Autre mesure impopulaire: alors que le Labour avait promis de ne pas augmenter la plupart des impôts, la ministre des Finances Rachel Reeves a dès son premier budget annoncé une augmentation de certaines taxes, dont la National Insurance, forme d'impôt sur les salaires.

Dans ce contexte, les améliorations apportées au service national de santé, le NHS, éreinté par des années d'austérité, sont passées presque inaperçues.

- Affaire Mandelson

La nomination en décembre 2024 de Peter Mandelson comme ambassadeur à Washington, puis son limogeage en septembre 2025 en raison de ses liens avec le pédocriminel américain Jeffrey Epstein, n'a cessé d'empoisonner le Premier ministre.

Face à ce scandale, Peter Mandelson est placé sous enquête judiciaire et le chef de cabinet de Keir Starmer démissionne en février, suivi en avril par Olly Robbins, le plus haut fonctionnaire du ministère des Affaires étrangères.

Starmer se défend en affirmant que Mandelson avait menti sur l'étroitesse de ses liens avec Epstein. Puis en disant ne pas avoir été informé que le ministère des Affaires étrangères lui avait accordé une habilitation de sécurité malgré un avis défavorable du service concerné. Sans convaincre.

- Montée de Reform UK

Dès le printemps 2025, le parti anti-immigration Reform UK de Nigel Farage, qui ne cesse de dénoncer l'incapacité du gouvernement à réduire les arrivées de migrants via la Manche, passe en tête des sondages nationaux.

Le gouvernement Starmer durcit sa politique d'asile et les conditions de résidence permanente, mais les arrivées dépassent encore les 41.000 en 2025, juste derrière le record de 45.774 enregistré en 2022, selon le ministère de l'Intérieur. La première moitié de 2026 montre cependant une baisse.

Lors des élections locales du 7 mai, Reform UK arrive en tête avec près de 1.500 sièges conquis, et presque autant de perdus pour le Labour. Les appels à la démission au sein du parti s'intensifient, le ministre de la Santé Wes Streeting démissionne pour pouvoir le concurrencer.

- "Incapable" sur la Défense

Le gouvernement Starmer n'a cessé de pointer la montée de la menace russe et de prôner une augmentation des dépenses de défense. Mais à ce jour il n'a toujours pas publié son plan d'investissement dans la défense, initialement prévu pour fin 2025.

Insatisfait des arbitrages budgétaires, le très respecté ministre de la Défense John Healey a annoncé le 11 juin sa démission, suivi par son secrétaire d'Etat aux Forces armées Al Carns.

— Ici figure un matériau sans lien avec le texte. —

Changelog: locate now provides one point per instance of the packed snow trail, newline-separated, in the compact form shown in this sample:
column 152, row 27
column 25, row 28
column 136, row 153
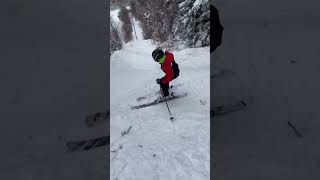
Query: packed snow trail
column 155, row 147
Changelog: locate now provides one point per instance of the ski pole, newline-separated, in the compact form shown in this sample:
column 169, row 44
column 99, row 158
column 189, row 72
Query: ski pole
column 165, row 99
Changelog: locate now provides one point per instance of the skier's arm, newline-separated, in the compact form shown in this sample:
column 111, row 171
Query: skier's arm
column 169, row 73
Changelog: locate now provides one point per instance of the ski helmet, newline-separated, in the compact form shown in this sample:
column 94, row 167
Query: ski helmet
column 157, row 54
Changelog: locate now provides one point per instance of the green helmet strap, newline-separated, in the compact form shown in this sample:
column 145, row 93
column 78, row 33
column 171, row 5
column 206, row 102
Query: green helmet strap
column 161, row 61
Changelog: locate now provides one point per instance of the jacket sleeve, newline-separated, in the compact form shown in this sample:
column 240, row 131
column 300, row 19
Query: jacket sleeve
column 168, row 71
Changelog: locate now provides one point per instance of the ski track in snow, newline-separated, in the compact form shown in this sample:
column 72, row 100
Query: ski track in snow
column 155, row 147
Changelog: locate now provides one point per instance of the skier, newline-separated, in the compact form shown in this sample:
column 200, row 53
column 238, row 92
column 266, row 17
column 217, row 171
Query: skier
column 168, row 66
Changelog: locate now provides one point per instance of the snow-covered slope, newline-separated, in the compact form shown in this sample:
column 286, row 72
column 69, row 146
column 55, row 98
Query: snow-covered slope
column 155, row 147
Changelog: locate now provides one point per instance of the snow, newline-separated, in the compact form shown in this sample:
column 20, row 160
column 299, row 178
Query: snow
column 157, row 148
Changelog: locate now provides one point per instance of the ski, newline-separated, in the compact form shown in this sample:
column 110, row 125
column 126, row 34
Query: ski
column 96, row 118
column 158, row 101
column 157, row 93
column 224, row 109
column 88, row 144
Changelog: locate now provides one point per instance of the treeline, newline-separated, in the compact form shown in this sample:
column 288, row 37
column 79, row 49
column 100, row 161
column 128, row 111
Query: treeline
column 175, row 21
column 170, row 22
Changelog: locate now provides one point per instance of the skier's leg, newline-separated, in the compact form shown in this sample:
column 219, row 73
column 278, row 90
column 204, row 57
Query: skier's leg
column 165, row 89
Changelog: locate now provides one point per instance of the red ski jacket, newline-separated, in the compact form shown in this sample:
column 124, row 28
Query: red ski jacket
column 167, row 68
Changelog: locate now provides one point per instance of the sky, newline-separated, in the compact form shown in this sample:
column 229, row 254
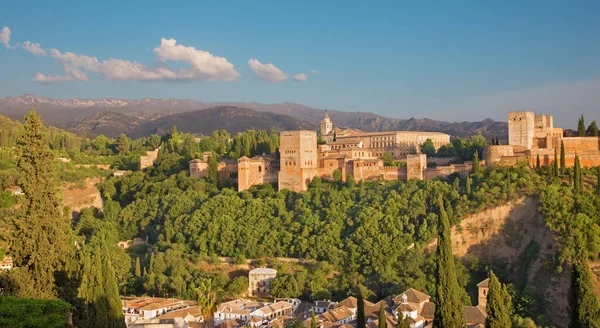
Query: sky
column 445, row 60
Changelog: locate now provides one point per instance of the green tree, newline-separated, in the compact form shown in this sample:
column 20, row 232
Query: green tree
column 581, row 127
column 41, row 241
column 33, row 313
column 360, row 310
column 555, row 162
column 138, row 269
column 382, row 317
column 122, row 144
column 497, row 307
column 212, row 173
column 592, row 130
column 387, row 158
column 428, row 148
column 99, row 290
column 207, row 298
column 476, row 165
column 404, row 322
column 577, row 187
column 449, row 308
column 563, row 158
column 584, row 310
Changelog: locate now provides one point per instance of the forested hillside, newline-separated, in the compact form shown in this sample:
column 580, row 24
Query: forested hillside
column 374, row 235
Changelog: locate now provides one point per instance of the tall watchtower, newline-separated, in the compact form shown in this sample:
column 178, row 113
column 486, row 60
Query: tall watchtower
column 298, row 159
column 326, row 125
column 521, row 128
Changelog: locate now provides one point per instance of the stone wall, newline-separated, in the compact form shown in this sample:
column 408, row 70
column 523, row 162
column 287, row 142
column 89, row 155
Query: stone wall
column 148, row 160
column 298, row 159
column 521, row 129
column 416, row 166
column 254, row 171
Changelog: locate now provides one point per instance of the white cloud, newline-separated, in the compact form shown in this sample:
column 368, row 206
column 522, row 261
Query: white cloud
column 204, row 66
column 267, row 72
column 5, row 36
column 300, row 77
column 34, row 48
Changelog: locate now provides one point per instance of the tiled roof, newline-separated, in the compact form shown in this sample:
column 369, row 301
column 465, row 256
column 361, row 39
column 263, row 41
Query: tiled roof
column 474, row 314
column 428, row 310
column 338, row 314
column 263, row 271
column 415, row 296
column 194, row 311
column 484, row 283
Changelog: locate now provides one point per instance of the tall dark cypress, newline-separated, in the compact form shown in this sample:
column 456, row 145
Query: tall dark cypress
column 360, row 311
column 449, row 308
column 476, row 166
column 555, row 162
column 563, row 158
column 382, row 317
column 498, row 301
column 577, row 175
column 41, row 242
column 584, row 310
column 581, row 127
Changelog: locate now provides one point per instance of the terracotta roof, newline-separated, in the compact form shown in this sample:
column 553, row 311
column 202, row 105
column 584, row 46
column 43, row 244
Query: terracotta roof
column 415, row 296
column 350, row 302
column 474, row 314
column 484, row 283
column 272, row 308
column 230, row 323
column 263, row 271
column 194, row 311
column 428, row 310
column 338, row 314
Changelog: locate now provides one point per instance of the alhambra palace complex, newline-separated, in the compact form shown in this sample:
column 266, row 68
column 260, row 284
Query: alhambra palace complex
column 355, row 152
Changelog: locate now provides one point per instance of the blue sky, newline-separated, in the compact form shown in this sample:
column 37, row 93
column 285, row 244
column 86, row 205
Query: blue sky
column 452, row 60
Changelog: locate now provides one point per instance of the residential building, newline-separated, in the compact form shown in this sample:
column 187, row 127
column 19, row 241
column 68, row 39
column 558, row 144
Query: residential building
column 259, row 281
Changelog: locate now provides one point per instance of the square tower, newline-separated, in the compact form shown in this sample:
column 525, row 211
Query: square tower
column 298, row 159
column 521, row 129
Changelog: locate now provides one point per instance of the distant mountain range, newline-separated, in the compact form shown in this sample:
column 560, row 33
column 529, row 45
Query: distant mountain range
column 142, row 117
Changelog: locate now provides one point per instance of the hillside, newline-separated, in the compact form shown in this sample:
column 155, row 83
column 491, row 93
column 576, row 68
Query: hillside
column 90, row 114
column 232, row 119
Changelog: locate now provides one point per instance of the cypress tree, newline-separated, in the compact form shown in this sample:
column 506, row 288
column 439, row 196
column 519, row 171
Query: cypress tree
column 403, row 322
column 360, row 311
column 382, row 317
column 592, row 130
column 581, row 127
column 576, row 175
column 555, row 162
column 449, row 308
column 114, row 310
column 476, row 166
column 598, row 183
column 468, row 185
column 563, row 158
column 41, row 240
column 138, row 269
column 497, row 305
column 212, row 176
column 91, row 291
column 584, row 310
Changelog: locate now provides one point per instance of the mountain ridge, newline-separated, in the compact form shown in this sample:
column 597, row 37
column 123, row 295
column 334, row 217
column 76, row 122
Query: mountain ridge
column 82, row 115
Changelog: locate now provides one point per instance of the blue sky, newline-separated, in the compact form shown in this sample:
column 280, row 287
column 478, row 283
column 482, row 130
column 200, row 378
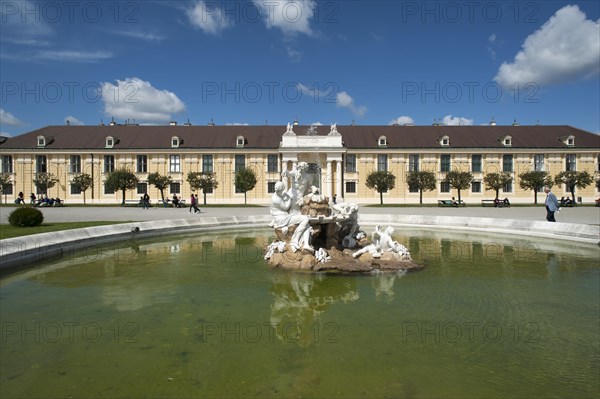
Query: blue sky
column 272, row 61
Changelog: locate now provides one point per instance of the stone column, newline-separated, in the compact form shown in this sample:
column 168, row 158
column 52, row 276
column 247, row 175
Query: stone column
column 338, row 178
column 327, row 186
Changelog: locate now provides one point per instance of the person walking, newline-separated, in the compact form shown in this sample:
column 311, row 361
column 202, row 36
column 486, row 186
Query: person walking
column 551, row 204
column 146, row 201
column 196, row 209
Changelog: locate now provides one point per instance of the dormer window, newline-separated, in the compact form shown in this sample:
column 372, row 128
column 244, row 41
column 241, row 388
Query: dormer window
column 507, row 141
column 570, row 141
column 240, row 141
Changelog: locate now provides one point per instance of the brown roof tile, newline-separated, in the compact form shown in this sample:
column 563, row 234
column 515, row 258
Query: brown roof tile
column 269, row 137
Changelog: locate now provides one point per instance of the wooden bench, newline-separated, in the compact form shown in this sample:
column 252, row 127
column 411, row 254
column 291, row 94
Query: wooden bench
column 451, row 203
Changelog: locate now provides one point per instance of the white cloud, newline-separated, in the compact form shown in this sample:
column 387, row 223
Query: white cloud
column 73, row 121
column 208, row 17
column 6, row 118
column 450, row 120
column 402, row 120
column 345, row 101
column 73, row 56
column 290, row 16
column 134, row 98
column 565, row 48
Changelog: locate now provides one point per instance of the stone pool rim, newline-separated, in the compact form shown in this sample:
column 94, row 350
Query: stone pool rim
column 18, row 252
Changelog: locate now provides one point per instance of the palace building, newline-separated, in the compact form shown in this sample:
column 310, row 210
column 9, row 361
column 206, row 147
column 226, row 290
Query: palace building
column 341, row 157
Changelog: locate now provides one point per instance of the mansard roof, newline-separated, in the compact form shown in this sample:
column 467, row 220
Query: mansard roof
column 135, row 137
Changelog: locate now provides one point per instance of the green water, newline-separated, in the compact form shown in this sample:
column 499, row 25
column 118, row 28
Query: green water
column 203, row 316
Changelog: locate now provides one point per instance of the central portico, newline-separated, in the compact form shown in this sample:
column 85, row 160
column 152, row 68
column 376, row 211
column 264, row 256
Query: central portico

"Vous avez été incapable, et le Trésor a refusé, de mobiliser les ressources dont la nation a besoin pour défendre le pays en cette période de menaces croissantes", a écrit M. Healey dans sa lettre de démission, qui a fragilisé plus encore M. Starmer.

- Brouille avec Trump

Au début du second mandat de Donald Trump à la Maison Blanche, Starmer avait semblé bénéficier d'une relation privilégiée avec l'imprévisible président américain, obtenant des droits de douane limités à 10%.

Mais leur relation se détériore avant de tourner au vinaigre avec le lancement de la guerre israélo-américaine contre l'Iran fin février. Face aux réserves émises par le Starmer et son refus initial de laisser les forces américaines utiliser des bases militaires britanniques, Donald Trump voit rouge.

"Ce n'est pas à Winston Churchill que nous avons affaire", cingle-t-il début mars, avant d'obliger le gouvernement britannique à suspendre la validation d'un accord longuement négocié qui prévoyait le retour des îles Chagos - siège de la base américano-britannique de Diego Garcia - à l'île Maurice.

Ultime humiliation: Donald Trump a annoncé dimanche, sur son réseau TruthSocial, la démission de Keir Starmer, qui ne l'a confirmée que lundi.